Not to be bound by theory, but it is believed that the forces generated by excavating interaction of the drill bit 24 (FIG. 1A) with the formation 14 are transmitted through the drill bit 24 and drive shaft 78 (FIG. 2), and to the orienting sleeve 72. The forces which are applied to the face and lateral sides of the drill bit 24 generally resist changes to orientation or positioning of the drill bit 24 and drive shaft 78 as the drill bit 24 bores through the formation 14. Instead, as the collar 30 is rotatable with respect to orienting sleeve 72, the forces retaining the drive shaft 78 also retain positioning of the orienting sleeve 72, and allow for relative rotation between the sleeve 72 and collar 30. An advantage of employing a brake to retard an orienting sleeve to steer the drill bit 24 instead of a motor to continuously rotate the orienting sleeve, is that a brake is simpler, less expensive, and less prone to failure.

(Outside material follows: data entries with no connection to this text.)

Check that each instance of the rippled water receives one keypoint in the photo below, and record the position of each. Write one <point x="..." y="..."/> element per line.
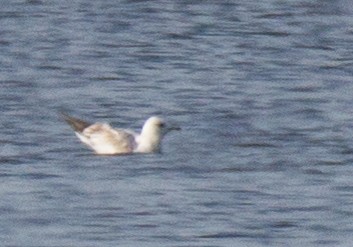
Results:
<point x="262" y="91"/>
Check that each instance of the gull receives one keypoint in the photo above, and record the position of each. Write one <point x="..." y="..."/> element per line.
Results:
<point x="106" y="140"/>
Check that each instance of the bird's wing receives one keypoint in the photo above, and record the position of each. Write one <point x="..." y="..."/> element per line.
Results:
<point x="103" y="139"/>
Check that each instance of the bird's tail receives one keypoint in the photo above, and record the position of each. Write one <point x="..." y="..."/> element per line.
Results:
<point x="77" y="124"/>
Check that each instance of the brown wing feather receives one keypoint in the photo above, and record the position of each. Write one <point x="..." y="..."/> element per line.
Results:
<point x="77" y="124"/>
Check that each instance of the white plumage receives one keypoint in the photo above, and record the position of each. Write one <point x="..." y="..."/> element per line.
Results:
<point x="106" y="140"/>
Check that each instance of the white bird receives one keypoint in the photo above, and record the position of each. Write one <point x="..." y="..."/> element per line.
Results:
<point x="105" y="140"/>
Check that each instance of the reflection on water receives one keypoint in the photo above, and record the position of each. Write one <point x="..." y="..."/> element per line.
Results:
<point x="263" y="94"/>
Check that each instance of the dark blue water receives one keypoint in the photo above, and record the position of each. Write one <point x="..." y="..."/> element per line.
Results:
<point x="263" y="92"/>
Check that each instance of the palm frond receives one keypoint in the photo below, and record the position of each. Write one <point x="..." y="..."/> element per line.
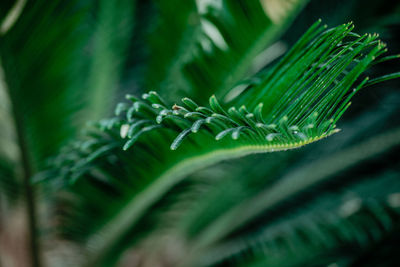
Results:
<point x="314" y="79"/>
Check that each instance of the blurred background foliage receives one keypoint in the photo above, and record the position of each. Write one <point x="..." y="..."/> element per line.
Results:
<point x="66" y="63"/>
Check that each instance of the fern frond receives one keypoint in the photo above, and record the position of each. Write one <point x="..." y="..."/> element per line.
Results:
<point x="298" y="102"/>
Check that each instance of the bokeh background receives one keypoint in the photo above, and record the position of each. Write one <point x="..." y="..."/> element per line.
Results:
<point x="66" y="63"/>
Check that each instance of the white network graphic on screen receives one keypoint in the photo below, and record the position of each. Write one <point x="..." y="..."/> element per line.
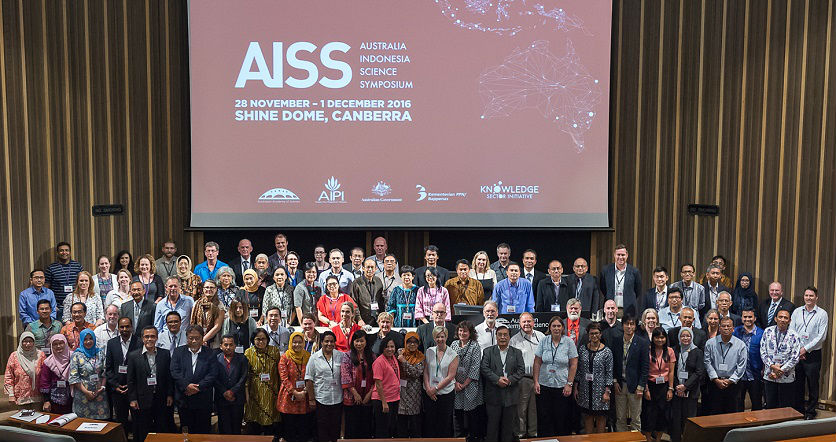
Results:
<point x="508" y="17"/>
<point x="560" y="88"/>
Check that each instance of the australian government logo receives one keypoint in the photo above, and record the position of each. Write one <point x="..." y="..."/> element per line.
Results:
<point x="278" y="195"/>
<point x="425" y="195"/>
<point x="332" y="193"/>
<point x="499" y="190"/>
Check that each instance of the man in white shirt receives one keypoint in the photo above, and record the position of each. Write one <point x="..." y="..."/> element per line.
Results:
<point x="810" y="323"/>
<point x="486" y="331"/>
<point x="527" y="341"/>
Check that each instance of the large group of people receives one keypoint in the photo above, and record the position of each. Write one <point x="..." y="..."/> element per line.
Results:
<point x="318" y="351"/>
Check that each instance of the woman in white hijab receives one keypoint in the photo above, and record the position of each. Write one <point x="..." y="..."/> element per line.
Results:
<point x="22" y="370"/>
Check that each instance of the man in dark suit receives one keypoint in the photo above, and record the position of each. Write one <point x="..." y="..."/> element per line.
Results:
<point x="502" y="367"/>
<point x="769" y="307"/>
<point x="713" y="287"/>
<point x="584" y="286"/>
<point x="425" y="331"/>
<point x="233" y="369"/>
<point x="534" y="276"/>
<point x="140" y="310"/>
<point x="630" y="382"/>
<point x="244" y="261"/>
<point x="551" y="294"/>
<point x="116" y="369"/>
<point x="622" y="282"/>
<point x="150" y="389"/>
<point x="194" y="369"/>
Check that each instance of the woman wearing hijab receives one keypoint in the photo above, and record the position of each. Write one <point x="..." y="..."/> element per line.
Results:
<point x="690" y="371"/>
<point x="22" y="370"/>
<point x="87" y="378"/>
<point x="293" y="397"/>
<point x="190" y="283"/>
<point x="52" y="381"/>
<point x="411" y="362"/>
<point x="744" y="296"/>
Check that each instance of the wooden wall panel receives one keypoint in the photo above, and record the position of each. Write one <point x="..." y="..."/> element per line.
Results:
<point x="718" y="102"/>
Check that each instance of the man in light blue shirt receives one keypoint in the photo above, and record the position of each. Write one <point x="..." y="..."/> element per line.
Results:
<point x="27" y="303"/>
<point x="513" y="295"/>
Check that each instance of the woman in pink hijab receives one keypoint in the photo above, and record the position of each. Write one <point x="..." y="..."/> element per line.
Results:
<point x="53" y="377"/>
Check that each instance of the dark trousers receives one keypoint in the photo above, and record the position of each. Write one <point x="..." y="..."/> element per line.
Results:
<point x="296" y="427"/>
<point x="385" y="424"/>
<point x="551" y="412"/>
<point x="502" y="423"/>
<point x="681" y="409"/>
<point x="438" y="415"/>
<point x="230" y="415"/>
<point x="779" y="395"/>
<point x="358" y="422"/>
<point x="198" y="420"/>
<point x="807" y="373"/>
<point x="755" y="390"/>
<point x="151" y="420"/>
<point x="409" y="426"/>
<point x="722" y="401"/>
<point x="328" y="421"/>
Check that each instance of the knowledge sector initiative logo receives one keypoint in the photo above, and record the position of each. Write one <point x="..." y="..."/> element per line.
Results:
<point x="278" y="195"/>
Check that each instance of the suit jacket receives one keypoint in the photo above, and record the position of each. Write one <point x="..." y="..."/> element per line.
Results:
<point x="695" y="370"/>
<point x="544" y="296"/>
<point x="425" y="332"/>
<point x="492" y="369"/>
<point x="149" y="396"/>
<point x="699" y="337"/>
<point x="114" y="359"/>
<point x="633" y="303"/>
<point x="763" y="315"/>
<point x="235" y="379"/>
<point x="638" y="359"/>
<point x="589" y="295"/>
<point x="204" y="374"/>
<point x="146" y="313"/>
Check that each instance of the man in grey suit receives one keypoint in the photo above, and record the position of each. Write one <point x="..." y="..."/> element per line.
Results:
<point x="502" y="367"/>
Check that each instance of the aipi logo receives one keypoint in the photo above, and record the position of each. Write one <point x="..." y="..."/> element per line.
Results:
<point x="332" y="192"/>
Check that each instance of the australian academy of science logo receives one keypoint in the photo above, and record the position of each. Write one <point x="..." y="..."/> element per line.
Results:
<point x="424" y="195"/>
<point x="499" y="191"/>
<point x="332" y="193"/>
<point x="381" y="189"/>
<point x="278" y="195"/>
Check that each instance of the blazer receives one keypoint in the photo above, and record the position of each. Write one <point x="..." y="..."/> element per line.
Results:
<point x="544" y="296"/>
<point x="695" y="370"/>
<point x="149" y="396"/>
<point x="589" y="295"/>
<point x="632" y="287"/>
<point x="114" y="359"/>
<point x="638" y="359"/>
<point x="783" y="304"/>
<point x="492" y="369"/>
<point x="146" y="313"/>
<point x="234" y="380"/>
<point x="204" y="374"/>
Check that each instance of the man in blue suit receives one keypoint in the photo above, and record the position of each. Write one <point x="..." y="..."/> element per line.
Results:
<point x="194" y="370"/>
<point x="622" y="283"/>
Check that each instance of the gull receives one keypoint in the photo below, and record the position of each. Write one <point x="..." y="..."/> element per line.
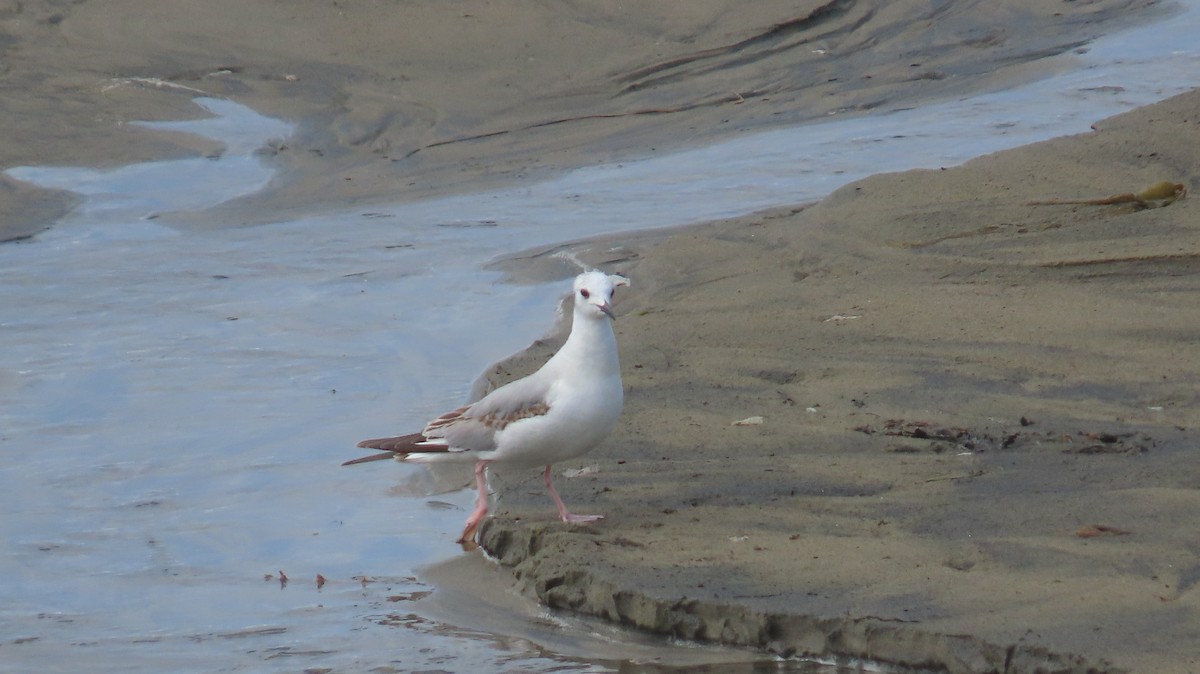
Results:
<point x="556" y="414"/>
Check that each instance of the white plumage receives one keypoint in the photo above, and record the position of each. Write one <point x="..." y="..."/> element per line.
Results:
<point x="558" y="413"/>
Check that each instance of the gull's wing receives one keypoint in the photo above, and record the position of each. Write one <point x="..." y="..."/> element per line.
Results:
<point x="474" y="427"/>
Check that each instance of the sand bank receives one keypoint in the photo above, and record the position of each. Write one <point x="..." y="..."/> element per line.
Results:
<point x="971" y="438"/>
<point x="401" y="101"/>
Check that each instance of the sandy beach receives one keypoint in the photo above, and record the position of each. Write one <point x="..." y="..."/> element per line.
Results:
<point x="942" y="417"/>
<point x="931" y="420"/>
<point x="425" y="98"/>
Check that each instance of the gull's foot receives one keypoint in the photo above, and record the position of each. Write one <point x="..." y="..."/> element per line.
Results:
<point x="468" y="536"/>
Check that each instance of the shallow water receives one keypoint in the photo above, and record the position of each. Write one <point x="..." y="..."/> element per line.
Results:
<point x="173" y="405"/>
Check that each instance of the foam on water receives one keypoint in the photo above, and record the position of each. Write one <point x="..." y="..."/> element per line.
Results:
<point x="173" y="405"/>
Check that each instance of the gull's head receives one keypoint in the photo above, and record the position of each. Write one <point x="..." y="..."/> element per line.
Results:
<point x="593" y="293"/>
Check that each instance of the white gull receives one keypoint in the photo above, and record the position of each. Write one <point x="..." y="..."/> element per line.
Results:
<point x="556" y="414"/>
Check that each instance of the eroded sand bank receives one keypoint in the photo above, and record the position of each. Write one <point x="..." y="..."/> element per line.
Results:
<point x="401" y="101"/>
<point x="977" y="445"/>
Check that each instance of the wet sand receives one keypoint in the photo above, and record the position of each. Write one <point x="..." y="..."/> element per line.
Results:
<point x="976" y="447"/>
<point x="418" y="100"/>
<point x="971" y="438"/>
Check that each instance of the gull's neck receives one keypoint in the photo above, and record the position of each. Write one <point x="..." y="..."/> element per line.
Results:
<point x="591" y="345"/>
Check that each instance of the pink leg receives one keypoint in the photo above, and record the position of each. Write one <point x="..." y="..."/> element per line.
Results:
<point x="562" y="507"/>
<point x="480" y="512"/>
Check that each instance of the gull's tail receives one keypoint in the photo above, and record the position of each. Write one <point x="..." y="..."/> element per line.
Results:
<point x="400" y="445"/>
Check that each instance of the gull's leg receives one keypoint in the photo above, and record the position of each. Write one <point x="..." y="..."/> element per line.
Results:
<point x="562" y="507"/>
<point x="480" y="512"/>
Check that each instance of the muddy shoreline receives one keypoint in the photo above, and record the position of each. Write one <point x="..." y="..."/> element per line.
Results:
<point x="400" y="102"/>
<point x="975" y="443"/>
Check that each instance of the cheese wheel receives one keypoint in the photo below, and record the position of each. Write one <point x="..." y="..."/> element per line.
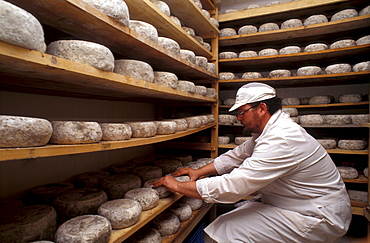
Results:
<point x="85" y="228"/>
<point x="166" y="127"/>
<point x="291" y="23"/>
<point x="17" y="131"/>
<point x="143" y="129"/>
<point x="144" y="29"/>
<point x="166" y="79"/>
<point x="79" y="202"/>
<point x="352" y="144"/>
<point x="313" y="119"/>
<point x="315" y="19"/>
<point x="168" y="165"/>
<point x="188" y="55"/>
<point x="115" y="131"/>
<point x="90" y="179"/>
<point x="247" y="29"/>
<point x="169" y="44"/>
<point x="28" y="223"/>
<point x="194" y="203"/>
<point x="134" y="69"/>
<point x="116" y="9"/>
<point x="147" y="197"/>
<point x="167" y="224"/>
<point x="347" y="172"/>
<point x="84" y="52"/>
<point x="147" y="173"/>
<point x="316" y="47"/>
<point x="46" y="194"/>
<point x="268" y="27"/>
<point x="117" y="185"/>
<point x="19" y="27"/>
<point x="344" y="14"/>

The improvements described herein, therefore, are well adapted to carry out the objects and attain the ends and advantages mentioned, as well as others inherent therein. While example embodiments have been given for purposes of disclosure, numerous changes exist in the details of procedures for accomplishing the desired results. These and other similar modifications will readily suggest themselves to those skilled in the art, and are intended to be encompassed within the spirit of the present disclosure and the scope of the appended claims.